Murdock was never a cat that could be picked up and held for long. We knew that immediately. We tried, over the years, to see if we could make him feel more at ease, letting him down after a few seconds or so. But that habit never really disappeared. He did, however, get up in our laps. He seemed to enjoy it even more when the weather was cool, and especially in front of a fire. But this was on his terms; and that was completely okay with us. In fact, there was a time when he would not sleep with us. But that did change not long after he began to live with us. He seemed to enjoy it more when the weather was cool. And we did have the wonderful experiences of Murdock curling up next to us whenever we took naps!
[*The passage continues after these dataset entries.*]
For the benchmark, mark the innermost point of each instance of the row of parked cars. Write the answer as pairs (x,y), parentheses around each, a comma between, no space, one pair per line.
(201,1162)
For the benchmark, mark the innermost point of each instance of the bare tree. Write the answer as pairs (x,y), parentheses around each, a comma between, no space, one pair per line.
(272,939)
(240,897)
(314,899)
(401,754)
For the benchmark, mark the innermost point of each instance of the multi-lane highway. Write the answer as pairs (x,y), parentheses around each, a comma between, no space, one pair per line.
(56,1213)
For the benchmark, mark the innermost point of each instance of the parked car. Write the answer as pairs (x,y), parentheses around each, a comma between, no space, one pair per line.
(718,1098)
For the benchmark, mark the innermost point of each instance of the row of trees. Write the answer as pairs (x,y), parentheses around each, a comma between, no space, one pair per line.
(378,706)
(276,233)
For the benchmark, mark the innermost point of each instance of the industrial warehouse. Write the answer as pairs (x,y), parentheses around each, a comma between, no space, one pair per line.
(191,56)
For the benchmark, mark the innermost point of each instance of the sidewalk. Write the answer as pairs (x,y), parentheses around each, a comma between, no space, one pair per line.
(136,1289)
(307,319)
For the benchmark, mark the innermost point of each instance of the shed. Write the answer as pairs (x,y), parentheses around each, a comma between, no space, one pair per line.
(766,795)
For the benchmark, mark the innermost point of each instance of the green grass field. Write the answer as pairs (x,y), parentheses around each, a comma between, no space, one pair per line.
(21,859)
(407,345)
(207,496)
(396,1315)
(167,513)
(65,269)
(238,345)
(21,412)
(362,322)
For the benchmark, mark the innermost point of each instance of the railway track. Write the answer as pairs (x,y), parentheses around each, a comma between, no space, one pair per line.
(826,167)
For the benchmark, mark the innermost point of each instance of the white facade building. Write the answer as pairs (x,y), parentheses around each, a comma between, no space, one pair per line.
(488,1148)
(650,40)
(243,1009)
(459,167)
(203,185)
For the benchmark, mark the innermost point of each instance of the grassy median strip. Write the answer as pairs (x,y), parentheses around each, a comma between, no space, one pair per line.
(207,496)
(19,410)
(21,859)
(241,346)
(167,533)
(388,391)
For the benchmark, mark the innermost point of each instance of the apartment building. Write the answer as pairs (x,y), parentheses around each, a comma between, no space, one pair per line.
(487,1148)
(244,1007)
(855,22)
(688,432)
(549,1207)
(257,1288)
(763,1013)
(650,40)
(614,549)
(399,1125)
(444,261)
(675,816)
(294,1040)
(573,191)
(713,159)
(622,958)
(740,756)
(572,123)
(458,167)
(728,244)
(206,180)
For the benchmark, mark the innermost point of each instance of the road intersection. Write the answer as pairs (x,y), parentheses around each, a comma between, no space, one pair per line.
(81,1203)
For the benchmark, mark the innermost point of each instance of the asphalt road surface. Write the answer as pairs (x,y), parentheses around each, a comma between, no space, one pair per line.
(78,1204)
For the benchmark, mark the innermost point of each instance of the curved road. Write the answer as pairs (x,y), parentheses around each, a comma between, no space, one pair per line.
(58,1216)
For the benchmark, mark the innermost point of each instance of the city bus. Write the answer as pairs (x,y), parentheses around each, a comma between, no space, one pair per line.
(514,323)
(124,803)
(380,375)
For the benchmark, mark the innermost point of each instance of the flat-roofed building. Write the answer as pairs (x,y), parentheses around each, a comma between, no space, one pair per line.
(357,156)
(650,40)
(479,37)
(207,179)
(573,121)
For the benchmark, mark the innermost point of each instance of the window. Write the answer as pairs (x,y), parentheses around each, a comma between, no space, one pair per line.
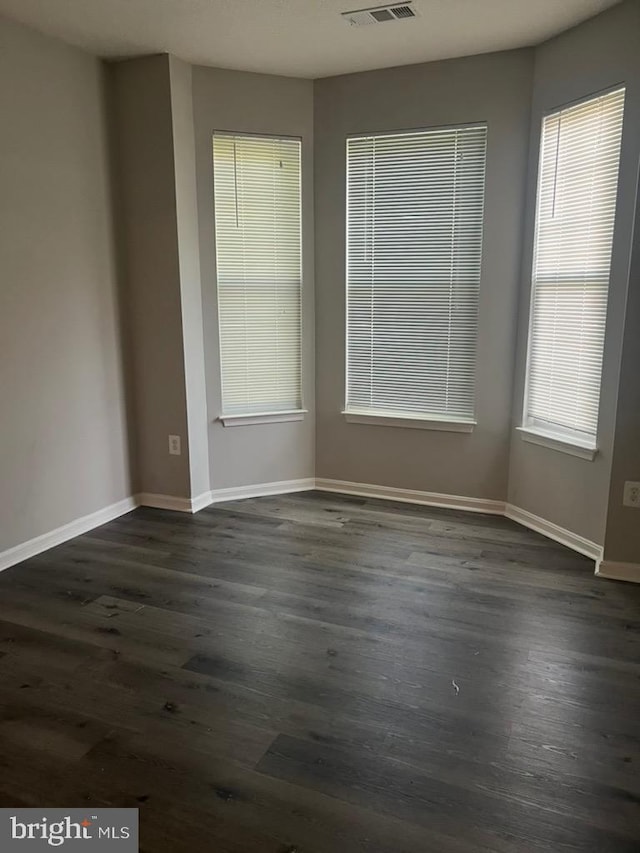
(576,205)
(414,243)
(258,248)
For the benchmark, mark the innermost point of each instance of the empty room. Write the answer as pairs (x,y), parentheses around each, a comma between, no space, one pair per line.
(320,426)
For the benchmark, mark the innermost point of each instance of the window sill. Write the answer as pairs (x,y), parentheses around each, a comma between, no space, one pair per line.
(410,422)
(263,418)
(563,445)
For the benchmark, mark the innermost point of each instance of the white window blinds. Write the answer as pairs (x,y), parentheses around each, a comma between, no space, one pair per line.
(414,244)
(576,206)
(258,248)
For many years, I (and John when he did the feeding), worked on the “eating” habits of Murdock. He was one that wanted to eat his siblings’ meals in addition to his own. For the most part, over the years, he found some security in knowing he would be fed everyday, twice a day. He would have a “relapse” now and then. But all-in-all, he progressed well. I used to say to him, “How long will it be before you realize you will be getting two square meals a day? We love you, and you’re here to stay.”
For a cat who had to be removed “from the crowd” (while living at “Connolly Road”), in order for the others to get their chances to eat, Murdock certainly came a long way living with his siblings in our home. He was truly a loving cat. He always wanted to please. And that’s a fact. If he threw up a hairball, he would show signs of being sorry. I used to tell him, it’s okay. I can’t say enough good things about him. I never found anything negative about him. He was pure fun and a loving pleasure to have in our family.
Our home has felt very empty since Murdock’s passing. But we have never regretted welcoming him into our family.